The main threats to computer security stability are viruses, spyware or malware, short for malicious software. Malwares attack, degrade or disrupt computers, servers or networks from functioning properly, and create loss of data.

"The No. 1 malware going around everywhere right now is a pop-up that looks like a security warning and says that 'You're infected' or 'You may have an infection' on your screen," said Ryan Eldridge. "Then it says 'Click here to remove the virus.' Then you click and you're taken to a website that's a fake scan and it doesn't actually do anything. You are then asked to pay $19.95 or $29.95 to remove and once you hand over your credit card information, they can get you for all kinds of stuff."

Robert Bonini, lead technician at Advanced Concepts in Redding, says this kind of scam is also called "fakeware, and it primarily uses scare tactics to coerce you into purchasing their products," he said. "They're just basically scaring you into thinking there's a problem." Most viruses or malware are launched for financial gain, scamming businesses or home users.

"They are viruses that will actually break pieces of your computer's software, whether it be your operating system or your browser. And the process of breaking up your software ultimately will cause it to not run at all," said Andrea Eldridge.

Another way to secure computers is to backup computers and systems regularly, according to Jim Scott, CEO of Advanced Concepts in Redding.

"It's a main problem we encounter with local businesses," said Scott. "What happens is data backups don't take place as they should, so when disaster strikes from let's say a virus, business owners go to their data backups, but realize they don't exist as they think they do."

Typically business owners know backups need to take place, but usually they set it up just once and forget about it. However, Scott advises that data backups need to be monitored on a routine basis.
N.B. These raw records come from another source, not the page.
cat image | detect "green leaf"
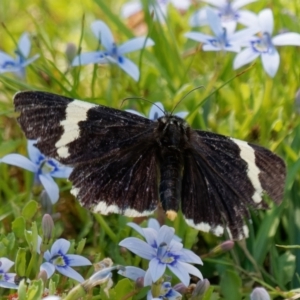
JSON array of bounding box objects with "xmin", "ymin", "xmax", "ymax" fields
[
  {"xmin": 18, "ymin": 279, "xmax": 27, "ymax": 300},
  {"xmin": 15, "ymin": 248, "xmax": 26, "ymax": 277},
  {"xmin": 26, "ymin": 279, "xmax": 44, "ymax": 300},
  {"xmin": 276, "ymin": 251, "xmax": 296, "ymax": 284},
  {"xmin": 114, "ymin": 278, "xmax": 134, "ymax": 300},
  {"xmin": 220, "ymin": 269, "xmax": 242, "ymax": 300},
  {"xmin": 12, "ymin": 216, "xmax": 25, "ymax": 238},
  {"xmin": 22, "ymin": 200, "xmax": 38, "ymax": 220}
]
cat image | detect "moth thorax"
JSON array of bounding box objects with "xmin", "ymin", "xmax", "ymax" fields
[{"xmin": 158, "ymin": 116, "xmax": 188, "ymax": 147}]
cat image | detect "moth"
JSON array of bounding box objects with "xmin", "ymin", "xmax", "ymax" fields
[{"xmin": 14, "ymin": 91, "xmax": 286, "ymax": 239}]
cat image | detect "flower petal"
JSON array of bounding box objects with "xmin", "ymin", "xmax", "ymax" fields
[
  {"xmin": 71, "ymin": 51, "xmax": 107, "ymax": 67},
  {"xmin": 261, "ymin": 48, "xmax": 280, "ymax": 77},
  {"xmin": 231, "ymin": 0, "xmax": 257, "ymax": 10},
  {"xmin": 66, "ymin": 254, "xmax": 92, "ymax": 267},
  {"xmin": 171, "ymin": 0, "xmax": 191, "ymax": 10},
  {"xmin": 56, "ymin": 266, "xmax": 84, "ymax": 282},
  {"xmin": 18, "ymin": 32, "xmax": 31, "ymax": 58},
  {"xmin": 202, "ymin": 0, "xmax": 227, "ymax": 7},
  {"xmin": 40, "ymin": 262, "xmax": 55, "ymax": 279},
  {"xmin": 0, "ymin": 153, "xmax": 38, "ymax": 173},
  {"xmin": 180, "ymin": 249, "xmax": 203, "ymax": 265},
  {"xmin": 0, "ymin": 257, "xmax": 15, "ymax": 273},
  {"xmin": 117, "ymin": 56, "xmax": 140, "ymax": 81},
  {"xmin": 149, "ymin": 258, "xmax": 166, "ymax": 282},
  {"xmin": 206, "ymin": 7, "xmax": 223, "ymax": 37},
  {"xmin": 50, "ymin": 239, "xmax": 71, "ymax": 257},
  {"xmin": 143, "ymin": 228, "xmax": 158, "ymax": 248},
  {"xmin": 258, "ymin": 8, "xmax": 274, "ymax": 35},
  {"xmin": 168, "ymin": 261, "xmax": 190, "ymax": 286},
  {"xmin": 91, "ymin": 21, "xmax": 115, "ymax": 52},
  {"xmin": 175, "ymin": 111, "xmax": 189, "ymax": 119},
  {"xmin": 119, "ymin": 237, "xmax": 156, "ymax": 260},
  {"xmin": 184, "ymin": 31, "xmax": 214, "ymax": 43},
  {"xmin": 149, "ymin": 102, "xmax": 165, "ymax": 120},
  {"xmin": 118, "ymin": 37, "xmax": 154, "ymax": 55},
  {"xmin": 157, "ymin": 225, "xmax": 175, "ymax": 246},
  {"xmin": 39, "ymin": 173, "xmax": 59, "ymax": 204},
  {"xmin": 189, "ymin": 8, "xmax": 208, "ymax": 27},
  {"xmin": 121, "ymin": 1, "xmax": 143, "ymax": 19},
  {"xmin": 239, "ymin": 10, "xmax": 259, "ymax": 30},
  {"xmin": 272, "ymin": 32, "xmax": 300, "ymax": 46},
  {"xmin": 44, "ymin": 250, "xmax": 51, "ymax": 261},
  {"xmin": 144, "ymin": 269, "xmax": 152, "ymax": 286},
  {"xmin": 148, "ymin": 217, "xmax": 161, "ymax": 231},
  {"xmin": 27, "ymin": 140, "xmax": 45, "ymax": 165},
  {"xmin": 233, "ymin": 48, "xmax": 260, "ymax": 69},
  {"xmin": 118, "ymin": 266, "xmax": 146, "ymax": 281}
]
"It should typically be done daily or on a weekly basis at the very worst case scenario," said Scott. "Data is changing all the time in ways that business owners are not aware of."

Another scam business owners should be aware of is data mining, in which viruses collect private information such as credit card numbers, bank account details or email logins, said Ryan Eldridge.

"Once your email list has been compromised, then all of your friends' and your contacts' email addresses are compromised as well," said Andrea Eldridge, "because you're more likely to open up an email from a friend than a random email from John Smith. These types of viruses usually try to steer you to one of their advertisers."

Local experts say they find that many local small businesses don't show a lot of concern about computer security. They don't seem to realize they have something of value that potential hackers want. "They have a very false sense of security," Scott said.

The best defense for virus and malware attacks is an up-to-date, antivirus program along with antispyware. A broadband router or hardware firewall equipped for small business use, not home use, is also essential.

"Many times, business owners buy a lower-end consumer grade router that has some firewall capabilities, but these routers' purpose is never intended to protect a network that actually has some interest to somebody. They're very basic and don't provide the protection a business requires," said Scott.

Ryan Eldridge agreed. "For businesses, there are routers that have stronger, beefier solutions as you add additional computers onto your network. If you have an office with six or more computers, a home based wireless router won't be expected to protect a network that sizable."